I benefici della mappatura continua

I ritorni di questo approccio sono tangibili. Una mappatura solida riduce i tempi di risposta agli incidenti, perché sai dove intervenire e chi coinvolgere. Migliora le ispezioni, perché il perimetro dei trattamenti è chiaro e il principio di minimizzazione trova attuazione concreta, ad esempio eliminando archivi ridondanti o limitando i campi raccolti nei form. Abbatte i costi occulti, perché evidenzia licenze inutilizzate e duplicazioni; favorisce la pianificazione degli investimenti, perché indirizza le risorse sui punti di massimo impatto. Soprattutto, rafforza la fiducia: clienti e partner percepiscono la differenza tra un’azienda che racconta la sicurezza e una che la dimostra con dati, metriche e processi.

La mappa come funzione permanente

Chiudendo il cerchio, vale la pena ribadire un punto: mappare non è un progetto una tantum, ma una funzione permanente. Le organizzazioni evolvono, nuove applicazioni entrano in gioco, fornitori cambiano, reparti sperimentano. La mappa deve respirare con l’azienda. Il ciclo di riesame, che la ISO 27001 incardina nel PDCA, è il meccanismo naturale per mantenere vivo questo patrimonio informativo. Ogni trimestre, semestralmente, quando cambia qualcosa di rilevante, l’inventario si aggiorna, le priorità si ricalibrano, le decisioni si documentano. Così la conformità non rincorre più gli eventi; li anticipa.

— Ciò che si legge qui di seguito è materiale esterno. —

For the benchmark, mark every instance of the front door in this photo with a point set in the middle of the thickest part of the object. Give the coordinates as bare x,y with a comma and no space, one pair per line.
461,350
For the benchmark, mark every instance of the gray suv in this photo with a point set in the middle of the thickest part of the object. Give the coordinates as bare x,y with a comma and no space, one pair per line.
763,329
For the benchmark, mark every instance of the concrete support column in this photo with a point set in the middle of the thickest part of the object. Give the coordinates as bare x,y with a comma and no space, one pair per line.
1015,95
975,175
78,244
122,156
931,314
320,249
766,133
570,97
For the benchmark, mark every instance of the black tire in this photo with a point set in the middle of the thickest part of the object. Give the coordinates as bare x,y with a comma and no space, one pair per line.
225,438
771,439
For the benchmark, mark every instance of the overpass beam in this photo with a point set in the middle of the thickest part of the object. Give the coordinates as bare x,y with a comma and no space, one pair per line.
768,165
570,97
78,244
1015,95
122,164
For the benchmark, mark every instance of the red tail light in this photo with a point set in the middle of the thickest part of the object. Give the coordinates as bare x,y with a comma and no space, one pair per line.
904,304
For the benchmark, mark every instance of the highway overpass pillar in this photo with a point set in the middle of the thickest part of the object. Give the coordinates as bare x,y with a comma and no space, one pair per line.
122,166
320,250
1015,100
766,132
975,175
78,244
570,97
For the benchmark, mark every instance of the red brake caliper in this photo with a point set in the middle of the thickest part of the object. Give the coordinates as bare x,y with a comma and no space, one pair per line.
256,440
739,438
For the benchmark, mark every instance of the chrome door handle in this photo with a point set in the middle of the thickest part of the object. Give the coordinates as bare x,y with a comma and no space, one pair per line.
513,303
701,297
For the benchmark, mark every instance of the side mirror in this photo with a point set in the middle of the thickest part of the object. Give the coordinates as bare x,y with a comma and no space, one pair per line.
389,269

In conclusione, l’ecosistema informativo invisibile è oggi il primo rischio strategico. La NIS2 ricorda che la resilienza è un dovere manageriale; il GDPR pretende la dimostrabilità delle scelte; la ISO 27001 offre lo strumento per passare dalla teoria alla pratica. La mappa è il collante: senza, tutto il resto resta fragile. Con essa, la sicurezza diventa governo, la compliance diventa valore e la tecnologia torna ad essere alleata del business, non la sua variabile impazzita. Conoscere davvero ciò che si possiede è il primo passo per proteggere ciò che conta.